第8話:地図にない村
鳴き龍の洞窟まで、あと一日の行程というところで、一行は予期せぬ場所に立ち寄ることになった。
街道を外れた谷間に、地図には記載されていない小さな村があったのだ。
「あれ?こんなところに村があったんですね」
ジルが御者台から首を傾げた。
「地図には載ってませんが……」
ルーカスも魔力投影式地図で確認したが、確かにこの辺りに集落の表示はない。新しい開拓村なのかもしれない。
「補給のために立ち寄りませんか?」
アメリアが提案した。
「食料や水の調達もそうですが、洞窟の現在の状況について、地元の情報を得ることができるかもしれません」
確かに、それは良い考えだった。
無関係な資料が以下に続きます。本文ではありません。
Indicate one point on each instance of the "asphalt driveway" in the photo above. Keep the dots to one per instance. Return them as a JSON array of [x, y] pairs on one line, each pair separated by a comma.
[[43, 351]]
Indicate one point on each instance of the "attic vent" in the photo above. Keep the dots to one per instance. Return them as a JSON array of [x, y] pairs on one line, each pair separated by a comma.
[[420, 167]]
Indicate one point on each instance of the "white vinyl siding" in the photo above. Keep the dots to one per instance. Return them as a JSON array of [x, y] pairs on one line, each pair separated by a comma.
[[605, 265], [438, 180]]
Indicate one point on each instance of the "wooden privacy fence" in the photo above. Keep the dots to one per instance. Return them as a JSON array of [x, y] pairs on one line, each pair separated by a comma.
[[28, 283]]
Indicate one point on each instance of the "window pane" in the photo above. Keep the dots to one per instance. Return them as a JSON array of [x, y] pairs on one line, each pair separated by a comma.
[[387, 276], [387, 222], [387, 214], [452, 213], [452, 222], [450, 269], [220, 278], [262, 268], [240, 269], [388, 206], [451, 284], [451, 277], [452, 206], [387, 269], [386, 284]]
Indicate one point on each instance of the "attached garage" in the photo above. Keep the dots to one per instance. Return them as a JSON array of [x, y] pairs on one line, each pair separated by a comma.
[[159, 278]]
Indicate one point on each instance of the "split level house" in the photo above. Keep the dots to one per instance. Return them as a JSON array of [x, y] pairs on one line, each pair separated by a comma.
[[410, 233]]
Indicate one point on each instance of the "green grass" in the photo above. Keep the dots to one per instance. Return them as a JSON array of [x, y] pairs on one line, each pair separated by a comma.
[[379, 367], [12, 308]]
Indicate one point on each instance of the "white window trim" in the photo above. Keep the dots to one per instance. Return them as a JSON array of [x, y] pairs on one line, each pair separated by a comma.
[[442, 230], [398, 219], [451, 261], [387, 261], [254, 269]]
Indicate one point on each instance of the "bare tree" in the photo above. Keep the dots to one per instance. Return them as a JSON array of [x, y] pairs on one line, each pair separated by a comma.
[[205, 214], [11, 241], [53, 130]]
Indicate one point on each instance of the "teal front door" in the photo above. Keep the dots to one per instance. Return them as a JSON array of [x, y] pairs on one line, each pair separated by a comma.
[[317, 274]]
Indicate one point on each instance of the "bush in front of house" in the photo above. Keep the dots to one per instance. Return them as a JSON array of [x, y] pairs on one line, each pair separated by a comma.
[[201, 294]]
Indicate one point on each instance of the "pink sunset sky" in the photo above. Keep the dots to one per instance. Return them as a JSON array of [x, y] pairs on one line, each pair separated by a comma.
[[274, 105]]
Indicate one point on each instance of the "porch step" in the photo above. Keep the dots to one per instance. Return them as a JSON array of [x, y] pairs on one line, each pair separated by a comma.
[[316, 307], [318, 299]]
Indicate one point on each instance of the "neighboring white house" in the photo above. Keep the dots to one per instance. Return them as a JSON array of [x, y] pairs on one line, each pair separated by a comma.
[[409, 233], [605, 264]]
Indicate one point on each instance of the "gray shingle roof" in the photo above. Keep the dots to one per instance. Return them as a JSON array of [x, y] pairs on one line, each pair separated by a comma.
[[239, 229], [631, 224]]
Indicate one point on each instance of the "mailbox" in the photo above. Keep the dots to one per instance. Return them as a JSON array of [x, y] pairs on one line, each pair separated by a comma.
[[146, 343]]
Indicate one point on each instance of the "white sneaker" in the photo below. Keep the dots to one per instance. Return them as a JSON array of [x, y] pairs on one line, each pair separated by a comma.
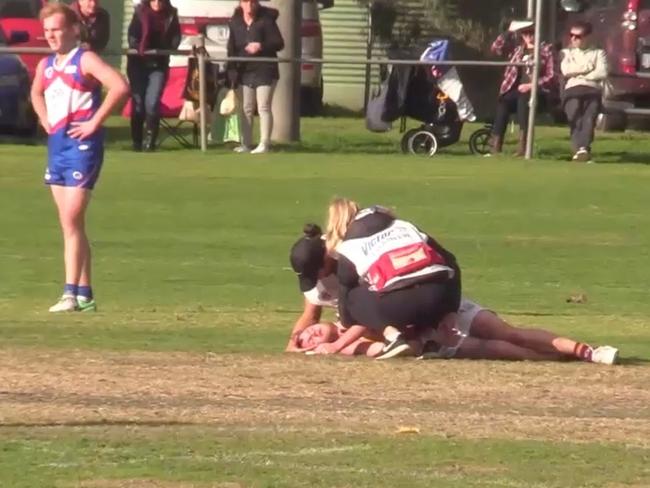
[[67, 303], [604, 355], [261, 149]]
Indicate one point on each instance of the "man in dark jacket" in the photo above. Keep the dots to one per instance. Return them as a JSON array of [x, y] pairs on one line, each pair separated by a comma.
[[95, 24], [154, 25], [254, 33]]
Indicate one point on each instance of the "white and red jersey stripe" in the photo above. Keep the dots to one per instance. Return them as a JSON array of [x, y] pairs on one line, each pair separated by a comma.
[[69, 95]]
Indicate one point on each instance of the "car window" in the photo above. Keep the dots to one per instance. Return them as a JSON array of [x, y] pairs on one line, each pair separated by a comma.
[[604, 3], [21, 9]]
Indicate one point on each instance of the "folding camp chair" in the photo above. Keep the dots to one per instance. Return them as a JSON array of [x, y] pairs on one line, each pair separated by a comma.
[[171, 104]]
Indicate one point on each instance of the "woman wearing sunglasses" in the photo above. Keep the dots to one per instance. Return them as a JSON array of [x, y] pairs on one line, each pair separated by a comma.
[[584, 68]]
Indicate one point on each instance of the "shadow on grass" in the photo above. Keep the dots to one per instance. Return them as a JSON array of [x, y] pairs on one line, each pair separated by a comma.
[[633, 361]]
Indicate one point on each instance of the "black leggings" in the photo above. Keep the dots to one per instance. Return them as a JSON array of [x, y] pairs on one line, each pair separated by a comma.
[[422, 305]]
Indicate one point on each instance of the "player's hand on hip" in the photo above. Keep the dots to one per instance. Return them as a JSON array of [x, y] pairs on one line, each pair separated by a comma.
[[83, 130], [326, 348], [253, 47], [46, 126]]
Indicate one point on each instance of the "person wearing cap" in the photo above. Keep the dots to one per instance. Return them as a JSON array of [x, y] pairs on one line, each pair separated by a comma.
[[517, 44], [478, 333], [391, 275], [584, 68], [95, 24], [319, 285]]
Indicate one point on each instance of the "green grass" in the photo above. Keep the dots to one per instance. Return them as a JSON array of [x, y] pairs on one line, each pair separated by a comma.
[[56, 458], [191, 254]]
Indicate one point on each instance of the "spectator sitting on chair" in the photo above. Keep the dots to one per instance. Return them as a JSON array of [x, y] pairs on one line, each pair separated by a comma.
[[514, 94], [154, 26], [95, 23], [584, 68], [254, 33]]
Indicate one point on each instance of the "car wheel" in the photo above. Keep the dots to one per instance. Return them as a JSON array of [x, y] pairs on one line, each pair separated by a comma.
[[423, 143], [406, 140], [479, 141], [311, 100]]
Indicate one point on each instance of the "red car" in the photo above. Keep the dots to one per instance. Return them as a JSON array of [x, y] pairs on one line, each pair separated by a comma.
[[21, 28], [622, 28]]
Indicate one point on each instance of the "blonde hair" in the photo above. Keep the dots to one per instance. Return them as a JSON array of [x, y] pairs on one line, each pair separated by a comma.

書物の知識だけでなく、現地の生の情報も重要だ。
「そうしよう」
ルーカスは頷いた。
***
しかし、村に近づくにつれて、ルーカスは違和感を覚えた。
何かがおかしい。村には活気がまったく感じられないのだ。
家々は傷み、屋根の茅は色褪せ、あちこちに補修が必要な箇所が見える。畑は痩せ細り、作物もまばらにしか育っていない。人の姿もほとんど見えず、見えても皆うつむき加減で歩いている。
「随分と……寂しい村ですね」
ジルも困惑したように呟いた。
この時代、アストリア大陸の多くの村は、そこそこ豊かで活気があるはずだった。帝国の統治が安定し、街道の整備も進んでいる。特別裕福でなくても、最低限の生活はできているのが普通だ。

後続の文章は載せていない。